Chitra Ganesh, How to Assemble a Flying Car (detail), 2018, linocut on tan BFK Rives. Courtesy of the artist & Durham Press.
The Bather
Where the path to the lake twists out of sight,
A puff of dust, the kind bare feet make running,
Is what I saw in the dying light,
Night swooping down everywhere else.
A low branch heavy with leaves
Swaying momentarily where the shade
Lay thickest, some late bather
Disrobing right there for a quick dip—
(Or my solitude playing a trick on me?)
Pinned hair coming undone, soon to float
As she turns on her back, letting
The dozy current take her as it wishes
Beyond the last drooping branch
To where the sky opens
Black as the water under her white arms,
In the deepening night, deepening hush,
The treetops like charred paper edges,
Even the insects oddly reclusive
While I strained to hear a splash,
Or glimpse her running back to her clothes . . .

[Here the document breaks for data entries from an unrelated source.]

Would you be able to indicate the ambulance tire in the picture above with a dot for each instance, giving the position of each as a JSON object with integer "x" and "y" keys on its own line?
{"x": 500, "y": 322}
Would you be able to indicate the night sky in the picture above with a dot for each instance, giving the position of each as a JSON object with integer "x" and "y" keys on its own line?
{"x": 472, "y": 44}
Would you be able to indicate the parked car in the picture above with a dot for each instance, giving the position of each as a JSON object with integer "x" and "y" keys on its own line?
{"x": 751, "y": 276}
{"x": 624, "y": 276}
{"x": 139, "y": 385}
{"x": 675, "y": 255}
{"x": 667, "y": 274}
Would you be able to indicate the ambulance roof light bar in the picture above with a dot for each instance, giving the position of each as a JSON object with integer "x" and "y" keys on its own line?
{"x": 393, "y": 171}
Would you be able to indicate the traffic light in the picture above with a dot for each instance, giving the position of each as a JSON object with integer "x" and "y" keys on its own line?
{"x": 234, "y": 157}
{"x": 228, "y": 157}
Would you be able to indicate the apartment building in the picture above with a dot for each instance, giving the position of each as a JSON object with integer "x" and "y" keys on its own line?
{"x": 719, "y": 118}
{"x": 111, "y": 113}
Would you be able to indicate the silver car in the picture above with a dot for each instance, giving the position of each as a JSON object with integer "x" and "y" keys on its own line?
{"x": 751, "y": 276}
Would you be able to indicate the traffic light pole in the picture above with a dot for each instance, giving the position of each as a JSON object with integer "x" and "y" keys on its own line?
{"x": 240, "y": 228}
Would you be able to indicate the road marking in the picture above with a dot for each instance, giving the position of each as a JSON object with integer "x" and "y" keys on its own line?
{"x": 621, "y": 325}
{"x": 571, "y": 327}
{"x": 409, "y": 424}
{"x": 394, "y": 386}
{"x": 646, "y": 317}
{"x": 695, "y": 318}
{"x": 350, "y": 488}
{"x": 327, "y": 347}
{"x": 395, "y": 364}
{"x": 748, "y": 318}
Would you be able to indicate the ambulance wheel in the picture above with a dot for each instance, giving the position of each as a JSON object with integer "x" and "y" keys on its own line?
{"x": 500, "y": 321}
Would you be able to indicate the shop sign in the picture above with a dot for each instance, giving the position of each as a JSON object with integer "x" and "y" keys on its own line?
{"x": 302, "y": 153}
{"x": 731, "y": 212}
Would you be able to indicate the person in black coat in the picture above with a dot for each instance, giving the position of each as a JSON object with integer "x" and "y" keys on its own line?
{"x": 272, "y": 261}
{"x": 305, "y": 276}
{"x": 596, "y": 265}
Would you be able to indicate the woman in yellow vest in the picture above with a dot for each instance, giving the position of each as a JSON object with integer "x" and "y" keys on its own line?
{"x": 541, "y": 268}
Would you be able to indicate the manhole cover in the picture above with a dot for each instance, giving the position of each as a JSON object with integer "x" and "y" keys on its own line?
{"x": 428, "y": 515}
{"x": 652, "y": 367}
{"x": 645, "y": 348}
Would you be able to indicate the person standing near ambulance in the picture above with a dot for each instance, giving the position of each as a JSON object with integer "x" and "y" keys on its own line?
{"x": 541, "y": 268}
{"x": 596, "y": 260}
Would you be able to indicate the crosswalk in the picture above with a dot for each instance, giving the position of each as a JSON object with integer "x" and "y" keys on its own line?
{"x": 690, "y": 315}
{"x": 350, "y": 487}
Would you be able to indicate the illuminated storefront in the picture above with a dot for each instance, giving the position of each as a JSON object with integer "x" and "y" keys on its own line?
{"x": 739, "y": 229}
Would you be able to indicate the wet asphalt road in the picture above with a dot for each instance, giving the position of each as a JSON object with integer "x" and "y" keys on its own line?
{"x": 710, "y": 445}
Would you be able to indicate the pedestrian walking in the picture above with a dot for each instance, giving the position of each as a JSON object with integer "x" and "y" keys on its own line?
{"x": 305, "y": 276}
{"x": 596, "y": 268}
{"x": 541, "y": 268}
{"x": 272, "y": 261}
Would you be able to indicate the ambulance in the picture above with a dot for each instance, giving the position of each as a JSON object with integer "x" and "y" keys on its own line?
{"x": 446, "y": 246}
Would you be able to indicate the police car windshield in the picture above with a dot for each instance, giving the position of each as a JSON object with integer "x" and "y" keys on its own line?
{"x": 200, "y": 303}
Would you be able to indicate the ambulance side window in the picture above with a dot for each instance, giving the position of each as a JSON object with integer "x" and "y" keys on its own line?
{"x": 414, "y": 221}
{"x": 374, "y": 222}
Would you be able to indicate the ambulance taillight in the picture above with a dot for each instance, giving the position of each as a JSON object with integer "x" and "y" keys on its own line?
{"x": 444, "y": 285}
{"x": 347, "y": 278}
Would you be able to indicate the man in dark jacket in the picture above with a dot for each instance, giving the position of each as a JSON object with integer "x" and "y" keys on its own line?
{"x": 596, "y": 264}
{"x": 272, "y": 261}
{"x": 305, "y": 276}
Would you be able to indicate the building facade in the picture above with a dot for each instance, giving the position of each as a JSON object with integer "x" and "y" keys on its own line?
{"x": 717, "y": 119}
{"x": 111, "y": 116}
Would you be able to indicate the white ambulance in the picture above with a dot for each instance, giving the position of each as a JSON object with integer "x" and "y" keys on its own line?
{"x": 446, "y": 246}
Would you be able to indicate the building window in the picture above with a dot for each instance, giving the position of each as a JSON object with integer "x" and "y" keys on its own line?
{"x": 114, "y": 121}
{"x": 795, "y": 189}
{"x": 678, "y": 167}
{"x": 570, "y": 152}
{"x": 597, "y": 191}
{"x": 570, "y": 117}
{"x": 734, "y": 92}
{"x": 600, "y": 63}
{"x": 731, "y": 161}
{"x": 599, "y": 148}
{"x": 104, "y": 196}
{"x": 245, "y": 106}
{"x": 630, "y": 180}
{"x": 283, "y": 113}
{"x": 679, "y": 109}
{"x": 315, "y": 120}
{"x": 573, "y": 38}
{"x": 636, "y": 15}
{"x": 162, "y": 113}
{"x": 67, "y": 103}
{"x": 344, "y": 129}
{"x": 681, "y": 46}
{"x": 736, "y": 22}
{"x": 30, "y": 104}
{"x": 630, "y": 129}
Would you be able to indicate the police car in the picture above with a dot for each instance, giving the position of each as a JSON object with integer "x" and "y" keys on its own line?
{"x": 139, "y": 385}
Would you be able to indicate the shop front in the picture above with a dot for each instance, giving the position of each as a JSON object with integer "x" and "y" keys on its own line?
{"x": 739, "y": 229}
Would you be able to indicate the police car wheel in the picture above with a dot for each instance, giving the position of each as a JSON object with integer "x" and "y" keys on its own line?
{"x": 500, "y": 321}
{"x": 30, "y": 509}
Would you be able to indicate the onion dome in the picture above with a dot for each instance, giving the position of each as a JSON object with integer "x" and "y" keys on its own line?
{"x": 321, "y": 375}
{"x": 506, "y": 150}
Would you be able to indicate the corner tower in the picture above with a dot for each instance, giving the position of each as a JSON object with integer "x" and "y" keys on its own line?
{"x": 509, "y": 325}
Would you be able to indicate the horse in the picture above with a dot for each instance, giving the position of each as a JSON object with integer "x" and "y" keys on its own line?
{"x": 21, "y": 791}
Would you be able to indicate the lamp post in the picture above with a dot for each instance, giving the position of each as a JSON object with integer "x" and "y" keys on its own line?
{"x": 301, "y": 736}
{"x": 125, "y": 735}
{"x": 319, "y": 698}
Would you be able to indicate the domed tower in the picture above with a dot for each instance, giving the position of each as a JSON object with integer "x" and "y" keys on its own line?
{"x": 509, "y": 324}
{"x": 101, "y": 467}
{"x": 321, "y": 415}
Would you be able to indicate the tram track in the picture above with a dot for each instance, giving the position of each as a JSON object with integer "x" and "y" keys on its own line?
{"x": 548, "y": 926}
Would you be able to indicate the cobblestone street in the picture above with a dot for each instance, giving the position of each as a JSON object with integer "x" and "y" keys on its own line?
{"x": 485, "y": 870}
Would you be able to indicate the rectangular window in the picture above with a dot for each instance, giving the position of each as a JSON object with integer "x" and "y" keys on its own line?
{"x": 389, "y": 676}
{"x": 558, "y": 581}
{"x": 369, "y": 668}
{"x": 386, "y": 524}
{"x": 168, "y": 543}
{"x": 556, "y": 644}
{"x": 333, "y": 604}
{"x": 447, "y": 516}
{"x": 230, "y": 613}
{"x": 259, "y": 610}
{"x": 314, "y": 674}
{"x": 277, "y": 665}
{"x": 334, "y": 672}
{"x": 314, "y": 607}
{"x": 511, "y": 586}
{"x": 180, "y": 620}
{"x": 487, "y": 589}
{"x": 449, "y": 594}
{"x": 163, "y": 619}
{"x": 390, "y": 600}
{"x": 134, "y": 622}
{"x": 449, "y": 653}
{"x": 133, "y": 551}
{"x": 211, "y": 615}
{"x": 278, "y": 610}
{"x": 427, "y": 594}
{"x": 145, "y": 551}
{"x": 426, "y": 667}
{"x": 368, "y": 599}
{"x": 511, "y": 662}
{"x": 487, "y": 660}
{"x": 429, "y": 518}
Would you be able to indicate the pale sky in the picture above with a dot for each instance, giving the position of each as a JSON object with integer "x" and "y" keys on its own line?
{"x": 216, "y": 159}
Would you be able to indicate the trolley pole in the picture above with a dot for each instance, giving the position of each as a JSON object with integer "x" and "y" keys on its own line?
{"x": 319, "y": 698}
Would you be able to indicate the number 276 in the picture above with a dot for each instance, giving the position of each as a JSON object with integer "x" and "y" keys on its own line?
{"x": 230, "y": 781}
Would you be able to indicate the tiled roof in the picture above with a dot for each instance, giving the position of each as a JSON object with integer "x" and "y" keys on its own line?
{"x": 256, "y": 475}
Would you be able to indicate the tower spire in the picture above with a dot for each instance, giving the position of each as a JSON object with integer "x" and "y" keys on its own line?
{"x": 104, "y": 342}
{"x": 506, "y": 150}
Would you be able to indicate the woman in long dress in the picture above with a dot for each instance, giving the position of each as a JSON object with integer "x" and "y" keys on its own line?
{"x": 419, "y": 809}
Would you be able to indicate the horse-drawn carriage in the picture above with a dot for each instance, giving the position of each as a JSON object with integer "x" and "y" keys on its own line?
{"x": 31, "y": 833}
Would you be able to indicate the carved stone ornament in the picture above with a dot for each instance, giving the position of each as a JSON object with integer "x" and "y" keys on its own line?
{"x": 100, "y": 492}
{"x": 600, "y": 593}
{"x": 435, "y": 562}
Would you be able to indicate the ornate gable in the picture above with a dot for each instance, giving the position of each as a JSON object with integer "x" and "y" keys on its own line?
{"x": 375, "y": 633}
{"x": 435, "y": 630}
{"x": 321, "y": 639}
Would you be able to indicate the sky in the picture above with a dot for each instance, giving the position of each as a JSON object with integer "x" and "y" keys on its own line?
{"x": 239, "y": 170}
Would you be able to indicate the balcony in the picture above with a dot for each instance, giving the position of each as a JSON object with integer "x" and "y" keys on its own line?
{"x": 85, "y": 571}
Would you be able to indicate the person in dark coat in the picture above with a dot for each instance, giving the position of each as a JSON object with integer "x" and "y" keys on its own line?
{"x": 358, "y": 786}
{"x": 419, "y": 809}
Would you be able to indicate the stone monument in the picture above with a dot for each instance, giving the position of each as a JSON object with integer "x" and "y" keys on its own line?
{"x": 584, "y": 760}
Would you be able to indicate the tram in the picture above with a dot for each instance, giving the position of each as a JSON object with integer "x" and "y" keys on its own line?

And when I did not; I just sat there.
The rare rush of wind in the leaves
Still fooling me now and then,
Until the chill made me go in.
Charles Simic (1938–2023) was a poet, essayist, translator, and editor. Born in Belgrade, Yugoslavia, he immigrated to the U.S. in 1954 and began publishing English-language poems in 1959. He received the Pulitzer Prize in poetry, was a MacArthur and Guggenheim Fellow, and served as poet laureate of the United States from 2007 to 2008.